Is there a good SIMPLE task library?

Status
Not open for further replies.

jwatte

Well-known member
I'm writing my controller code as a sequence of modules that each run their own little state machines.
The main code just loops through them in order and steps them to evaluate inputs and perhaps select a new output step.
This works great, is quite robust, and uses entirely statically allocated data -- perfect for embedded computing.
But, the code for those state machines is somewhat annoying to evolve. (This is the main known draw-back of the method in question)

Code:
void Thing::step() {
  switch (state_) {
    case STATE_ONE:
      if (found_a_thing()) {
        gotoState(STATE_TWO);
      } else if (stateTimeout(300)) {
        gotoState(STATE_FIVE);
      }
      break;
    case STATE_TWO:
      ...
  }
}

So, on bigger systems, where dynamic allocation won't lead to accidental thermonuclear death, we can use threads (separate from pre-emption -- cooperative threads are still threads.)

Code:
void Thing::loop() {
  if (wait_for_a_thing(300)) {
    do_state_two_things();
  } else {
    timeout code
  }
}

The draw-back is -- each state machine has to have its own call stack, and the stack pointer and machine state has to be moved around when task switching, and each call stack must also be big enough to fit the maximum interrupt handler, too.

But, let's say that I'm a lazy slob, and also that the Teensy3.2 has SOO MUCH SPACE that I'm not worried about running out -- what's a good task (thread) library to use? I imagine it needs to support approximately three primitives:
- spawn new task
- yield to other waiting tasks
- some kind of thread suspend/resume

sempahores/locks would perhaps be useful, too, but can be written on top of those primitives.

Note that I'm looking for convenience here -- something that is a drop-in for Teensy would be great. Something that requires I re-tool, download a proprietary IDE, and use the stock Freescale support libraries, not so much.
 
here is a task scheduler library i wrote (Zlich) based on William Gay fibers library here with bunch of examples for the Teensy 3.x/LC.
 
Last edited:
stevech: That's what I'm doing now! It's robust, statically allocated, and 100% predictable. All things I like!
I have about a dozen devices that each run through states talking to multiple I2C, SPI, UART, and other devices. It's getting kind-of ludicrous really :)
Sure, the simplest device is the "blinker" that just turns a LED on and off in some pattern requested by some other component (for stattus) and that's not particularly burdensome.
And then I realize "oh, I need to poll another 32-bit word from controllers 0x80 and 0x81 on bus Serial2" and that means adding states for sending the next poll command, and await ack, and testing timeout, and doing it again for the next device, and the busy-work gets tedious.

Duff presumably wanted to include a link? Meanwhile I'll check out William Gay's fibers, which might be sufficient.

Oh -- the link is to yours, not Will's. Your text confused me :)
 
Last edited:
I've done lots of time critical embedded solutions using multiple finite state machines (FSM).

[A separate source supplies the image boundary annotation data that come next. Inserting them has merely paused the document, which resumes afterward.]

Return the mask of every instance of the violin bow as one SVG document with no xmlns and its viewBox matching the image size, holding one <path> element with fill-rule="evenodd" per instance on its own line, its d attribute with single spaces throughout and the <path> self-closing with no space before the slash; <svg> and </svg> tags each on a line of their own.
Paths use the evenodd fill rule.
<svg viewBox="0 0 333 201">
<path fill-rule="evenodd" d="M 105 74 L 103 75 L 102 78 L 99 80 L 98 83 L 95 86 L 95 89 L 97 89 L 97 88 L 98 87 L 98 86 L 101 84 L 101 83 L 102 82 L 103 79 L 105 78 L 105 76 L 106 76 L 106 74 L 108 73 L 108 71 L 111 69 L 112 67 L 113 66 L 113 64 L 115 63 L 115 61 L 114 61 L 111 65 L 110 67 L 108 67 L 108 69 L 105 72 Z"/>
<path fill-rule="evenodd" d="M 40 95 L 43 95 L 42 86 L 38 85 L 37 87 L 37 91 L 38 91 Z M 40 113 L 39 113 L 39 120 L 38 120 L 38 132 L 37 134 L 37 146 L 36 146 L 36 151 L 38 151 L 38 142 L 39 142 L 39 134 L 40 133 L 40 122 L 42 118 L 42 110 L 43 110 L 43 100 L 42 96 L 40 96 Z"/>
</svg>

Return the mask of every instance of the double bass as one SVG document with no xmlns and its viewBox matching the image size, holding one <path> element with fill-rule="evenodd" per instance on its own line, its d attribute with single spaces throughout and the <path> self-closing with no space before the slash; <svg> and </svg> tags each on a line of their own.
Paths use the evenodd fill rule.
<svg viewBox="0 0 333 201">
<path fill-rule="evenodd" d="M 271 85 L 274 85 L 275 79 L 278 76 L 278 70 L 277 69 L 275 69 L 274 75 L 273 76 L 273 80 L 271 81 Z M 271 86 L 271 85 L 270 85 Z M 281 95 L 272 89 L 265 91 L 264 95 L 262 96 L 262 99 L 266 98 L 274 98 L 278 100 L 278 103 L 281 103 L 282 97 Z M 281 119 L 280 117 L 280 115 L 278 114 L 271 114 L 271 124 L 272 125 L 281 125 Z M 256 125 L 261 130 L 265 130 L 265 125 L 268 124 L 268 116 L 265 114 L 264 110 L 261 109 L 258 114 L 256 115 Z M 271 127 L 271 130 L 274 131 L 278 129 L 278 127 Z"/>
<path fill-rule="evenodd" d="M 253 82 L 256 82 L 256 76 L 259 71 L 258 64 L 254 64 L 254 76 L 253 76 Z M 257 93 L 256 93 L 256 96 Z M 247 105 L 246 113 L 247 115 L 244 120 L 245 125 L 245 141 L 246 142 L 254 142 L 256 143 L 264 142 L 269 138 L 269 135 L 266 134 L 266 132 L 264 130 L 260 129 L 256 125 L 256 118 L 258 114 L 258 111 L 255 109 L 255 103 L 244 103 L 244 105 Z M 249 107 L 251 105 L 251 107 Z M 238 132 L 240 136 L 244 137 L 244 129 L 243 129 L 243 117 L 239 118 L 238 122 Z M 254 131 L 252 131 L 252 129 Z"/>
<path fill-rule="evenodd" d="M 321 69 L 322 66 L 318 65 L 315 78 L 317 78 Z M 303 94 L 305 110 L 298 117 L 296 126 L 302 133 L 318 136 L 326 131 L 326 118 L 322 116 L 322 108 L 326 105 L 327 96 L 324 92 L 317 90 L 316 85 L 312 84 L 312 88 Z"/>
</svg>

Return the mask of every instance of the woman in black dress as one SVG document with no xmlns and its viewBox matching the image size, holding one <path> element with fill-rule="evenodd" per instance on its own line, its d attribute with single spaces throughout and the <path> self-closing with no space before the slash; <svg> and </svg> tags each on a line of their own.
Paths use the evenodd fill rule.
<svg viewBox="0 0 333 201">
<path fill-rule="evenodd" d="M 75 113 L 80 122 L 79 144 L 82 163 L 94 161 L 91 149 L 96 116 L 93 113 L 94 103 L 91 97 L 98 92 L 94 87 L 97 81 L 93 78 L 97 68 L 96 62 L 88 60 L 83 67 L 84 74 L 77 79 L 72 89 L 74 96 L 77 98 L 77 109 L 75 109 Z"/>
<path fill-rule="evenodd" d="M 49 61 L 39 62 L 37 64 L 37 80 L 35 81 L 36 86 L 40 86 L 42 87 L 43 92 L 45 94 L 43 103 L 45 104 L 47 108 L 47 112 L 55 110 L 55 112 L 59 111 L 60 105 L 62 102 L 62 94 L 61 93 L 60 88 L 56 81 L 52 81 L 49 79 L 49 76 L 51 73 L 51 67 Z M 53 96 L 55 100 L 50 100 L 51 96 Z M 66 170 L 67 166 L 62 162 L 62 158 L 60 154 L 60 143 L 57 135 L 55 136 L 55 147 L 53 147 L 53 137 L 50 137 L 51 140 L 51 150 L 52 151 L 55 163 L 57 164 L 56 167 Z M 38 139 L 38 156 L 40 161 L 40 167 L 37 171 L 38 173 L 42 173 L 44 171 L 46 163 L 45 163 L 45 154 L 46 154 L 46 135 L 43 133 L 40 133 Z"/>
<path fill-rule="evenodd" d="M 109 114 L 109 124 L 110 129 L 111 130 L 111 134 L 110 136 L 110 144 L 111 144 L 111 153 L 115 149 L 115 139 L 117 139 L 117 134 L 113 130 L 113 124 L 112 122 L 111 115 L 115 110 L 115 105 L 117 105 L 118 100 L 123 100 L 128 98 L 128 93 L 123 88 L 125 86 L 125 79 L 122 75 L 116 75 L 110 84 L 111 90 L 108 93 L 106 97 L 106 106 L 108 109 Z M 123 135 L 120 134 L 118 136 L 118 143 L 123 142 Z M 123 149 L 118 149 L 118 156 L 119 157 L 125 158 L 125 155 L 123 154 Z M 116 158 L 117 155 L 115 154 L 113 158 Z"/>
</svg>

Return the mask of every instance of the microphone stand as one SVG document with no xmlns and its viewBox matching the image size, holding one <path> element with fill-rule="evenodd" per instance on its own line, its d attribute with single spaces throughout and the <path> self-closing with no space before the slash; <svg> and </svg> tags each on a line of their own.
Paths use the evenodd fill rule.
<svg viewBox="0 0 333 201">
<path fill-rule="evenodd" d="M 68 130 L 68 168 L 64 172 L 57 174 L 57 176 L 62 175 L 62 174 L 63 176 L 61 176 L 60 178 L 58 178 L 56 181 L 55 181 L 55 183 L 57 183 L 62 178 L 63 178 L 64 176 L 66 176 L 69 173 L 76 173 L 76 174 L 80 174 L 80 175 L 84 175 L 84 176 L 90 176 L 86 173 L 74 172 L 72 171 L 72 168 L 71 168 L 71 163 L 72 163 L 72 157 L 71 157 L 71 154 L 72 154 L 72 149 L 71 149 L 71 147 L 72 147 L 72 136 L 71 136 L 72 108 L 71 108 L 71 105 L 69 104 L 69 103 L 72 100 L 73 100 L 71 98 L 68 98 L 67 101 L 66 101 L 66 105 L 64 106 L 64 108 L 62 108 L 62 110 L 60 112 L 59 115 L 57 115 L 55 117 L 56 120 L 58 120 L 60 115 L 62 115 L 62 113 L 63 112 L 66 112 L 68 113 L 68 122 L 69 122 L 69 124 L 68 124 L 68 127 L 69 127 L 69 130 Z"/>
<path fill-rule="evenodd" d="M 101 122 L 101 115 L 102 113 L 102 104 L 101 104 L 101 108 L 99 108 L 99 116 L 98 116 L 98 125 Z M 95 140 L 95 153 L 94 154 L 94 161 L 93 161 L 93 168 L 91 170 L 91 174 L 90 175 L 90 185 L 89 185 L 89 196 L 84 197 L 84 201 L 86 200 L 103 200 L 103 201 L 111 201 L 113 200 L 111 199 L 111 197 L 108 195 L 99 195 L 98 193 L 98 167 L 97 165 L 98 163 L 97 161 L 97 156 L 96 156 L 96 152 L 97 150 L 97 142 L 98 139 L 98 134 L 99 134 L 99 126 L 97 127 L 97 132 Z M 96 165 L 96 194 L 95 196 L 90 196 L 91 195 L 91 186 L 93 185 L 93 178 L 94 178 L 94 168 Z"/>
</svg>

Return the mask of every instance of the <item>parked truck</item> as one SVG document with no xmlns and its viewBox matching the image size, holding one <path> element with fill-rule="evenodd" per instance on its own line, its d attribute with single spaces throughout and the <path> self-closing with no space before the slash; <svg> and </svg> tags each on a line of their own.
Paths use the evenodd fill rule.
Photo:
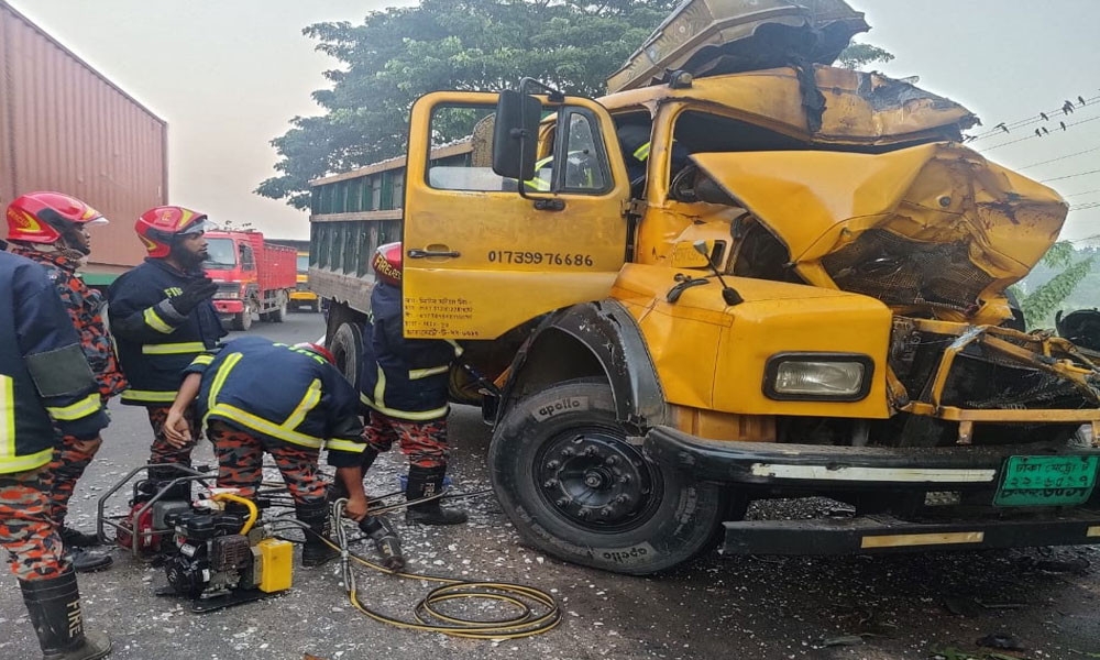
<svg viewBox="0 0 1100 660">
<path fill-rule="evenodd" d="M 1067 205 L 964 145 L 958 103 L 829 66 L 865 30 L 840 0 L 694 0 L 604 98 L 420 98 L 407 157 L 314 183 L 345 374 L 370 256 L 399 240 L 404 332 L 493 381 L 455 367 L 453 394 L 540 551 L 641 574 L 715 542 L 1100 543 L 1100 353 L 1005 296 Z M 433 143 L 458 121 L 470 139 Z M 634 179 L 625 127 L 650 136 Z M 809 497 L 833 505 L 747 515 Z"/>
<path fill-rule="evenodd" d="M 213 306 L 233 330 L 252 327 L 252 316 L 282 323 L 297 282 L 294 248 L 264 241 L 258 231 L 210 231 L 202 264 L 218 283 Z"/>
</svg>

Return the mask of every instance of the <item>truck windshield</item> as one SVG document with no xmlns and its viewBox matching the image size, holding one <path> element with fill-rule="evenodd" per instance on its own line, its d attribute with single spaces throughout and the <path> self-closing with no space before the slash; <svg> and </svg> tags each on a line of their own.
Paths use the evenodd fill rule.
<svg viewBox="0 0 1100 660">
<path fill-rule="evenodd" d="M 232 239 L 207 239 L 207 268 L 232 268 L 237 265 L 237 250 Z"/>
</svg>

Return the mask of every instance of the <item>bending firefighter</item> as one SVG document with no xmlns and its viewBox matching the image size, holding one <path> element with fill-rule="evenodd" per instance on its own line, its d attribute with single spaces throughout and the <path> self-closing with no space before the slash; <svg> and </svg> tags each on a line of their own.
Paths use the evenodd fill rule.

These don't need a stack per FSM. To make any one FSM state-full, make variables that must persist static inside the FSM, or in C, static to the one .c file per FSM.
Or declare a block of RAM as static and cast that to a struct containing persistent variables.
Using a stack per FSM defeats the intended simplicity - when a preemptive scheduler isn't needed (which is most often the case).

For me, I've used this for so many years, it's second nature.
Also C++ makes it hard. For many reasons, I avoid using C++ with dynamically allocated objects (so that includes the String class) as doing the heap and garbage collection is not what I can normally allow in time sensitive apps. Static C++ objects (i.e., instanced at compile time), are OK but I still avoid them due to dangers in how the constructors are written, esp. in terms of I/O.
 
Last edited:
These don't need a stack per FSM

I agree! Where do I say that they do?

For me, I've used this for so many years, it's second nature.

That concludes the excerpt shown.